Not as Clean as It Seems

It is clear that continuing to rely on fossil fuels will have catastrophic results, because of the dramatic warming effect of carbon dioxide. But alternative power sources will affect the climate too. For now, the climatic effects of “clean energy” sources are trivial compared with those that spew out greenhouse gases, but if we keep on using ever more power over the coming centuries, they will become ever more significant.

via Power paradox: Clean might not be green forever – environment – 30 January 2012 – New Scientist.

The New Enviromentalism

With so little of the Earth’s land still pristine and unaffected by humans, the idea of the ‘wilderness’ has less and less meaning in the modern world. Indeed, if pollution and climate change are taken into account, no part of the planet’s surface is any longer truly wild. This does not mean that we must gloomily accept the continuing diminution of semi-wild areas and the erosion of the vital ecosystem services they provide. It does mean though that we need to challenge some orthodoxies that are no longer useful in this new era of near-total human planetary dominance. ‘Getting close to nature’ or going ‘back to the land’ will generally not be good for the environment, however psychologically fulfilling these objectives may be to individuals seeking escape from industrial living. Instead, we need to intensify agriculture and other human land uses in existing areas as much as possible, and encourage as an environmental boon the growth of the world’s major cities that already successfully concentrate today’s enormous human population onto only a tiny proportion of the world’s land. The most positive trend of all in allowing us to minimise our impact on the planet’s surface is one more often bemoaned than celebrated: urbanisation.

via The Smart Way to Play God with Earths Limited Land: Scientific American.

See also: The Environmentalism Problem | Patos Papa.

The Environmentalism Problem

Quote

This reductive approach to the human-environmental challenge leads to an obvious conclusion: if carbon is the problem, then “zero-carbon” is the solution. Society needs to go about its business without spewing the stuff out. …To do this will require the large-scale harvesting of the planet’s ambient energy: …And so the deserts, perhaps the landscape always most resistant to permanent human conquest, are to be colonized by vast “solar arrays,” glass and steel and aluminum, the size of small countries. The mountains and moors, the wild uplands, are to be staked out like vampires in the sun, their chests pierced with rows of five-hundred-foot wind turbines and associated access roads, masts, pylons, and wires. The open oceans, already swimming in our plastic refuse and emptying of marine life, will be home to enormous offshore turbine ranges and hundreds of wave machines strung around the coastlines like Victorian necklaces.

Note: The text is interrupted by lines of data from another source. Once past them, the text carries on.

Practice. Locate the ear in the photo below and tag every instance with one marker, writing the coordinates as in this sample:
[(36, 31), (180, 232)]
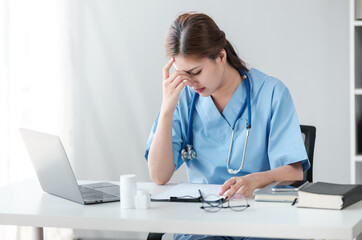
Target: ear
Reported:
[(222, 56)]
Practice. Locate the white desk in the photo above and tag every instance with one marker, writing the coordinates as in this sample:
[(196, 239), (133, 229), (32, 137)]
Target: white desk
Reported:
[(25, 204)]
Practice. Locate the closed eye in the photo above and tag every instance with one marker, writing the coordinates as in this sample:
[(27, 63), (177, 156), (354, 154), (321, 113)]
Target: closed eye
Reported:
[(197, 73)]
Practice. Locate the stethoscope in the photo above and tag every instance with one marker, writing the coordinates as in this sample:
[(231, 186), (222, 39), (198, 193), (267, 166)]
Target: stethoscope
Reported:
[(189, 153)]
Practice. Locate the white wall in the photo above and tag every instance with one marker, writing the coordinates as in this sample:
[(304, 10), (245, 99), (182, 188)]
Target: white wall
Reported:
[(117, 59)]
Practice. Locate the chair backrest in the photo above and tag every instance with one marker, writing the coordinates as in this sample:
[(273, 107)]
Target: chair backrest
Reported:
[(309, 134)]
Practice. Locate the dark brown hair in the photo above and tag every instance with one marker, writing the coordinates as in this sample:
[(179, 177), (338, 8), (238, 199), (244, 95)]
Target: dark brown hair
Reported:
[(197, 35)]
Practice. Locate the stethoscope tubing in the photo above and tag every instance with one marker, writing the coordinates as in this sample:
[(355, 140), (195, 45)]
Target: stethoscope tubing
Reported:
[(189, 153)]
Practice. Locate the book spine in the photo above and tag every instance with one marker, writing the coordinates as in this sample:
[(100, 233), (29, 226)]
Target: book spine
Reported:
[(352, 196)]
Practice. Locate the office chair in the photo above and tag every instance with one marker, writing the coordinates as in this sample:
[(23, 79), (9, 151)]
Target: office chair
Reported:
[(308, 134)]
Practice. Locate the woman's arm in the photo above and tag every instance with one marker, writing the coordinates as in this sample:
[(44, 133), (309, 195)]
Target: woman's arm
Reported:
[(160, 158), (247, 184)]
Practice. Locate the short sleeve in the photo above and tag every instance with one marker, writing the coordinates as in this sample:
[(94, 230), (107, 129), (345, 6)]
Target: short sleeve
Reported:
[(285, 142), (177, 139)]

…What this adds up to should be clear enough, yet many people who should know better choose not to see it. This is business-as-usual: the expansive, colonizing, progressive human narrative, shorn only of the carbon. It is the latest phase of our careless, self-absorbed, ambition-addled destruction of the wild, the unpolluted, and the nonhuman. It is the mass destruction of the world’s remaining wild places in order to feed the human economy. And without any sense of irony, people are calling this “environmentalism.”

The energy problem is not just about clean energy; it is about using less energy. And how does a growing global population, most of which is just entering development stages characterized by (among other things) the ownership of cars, do that?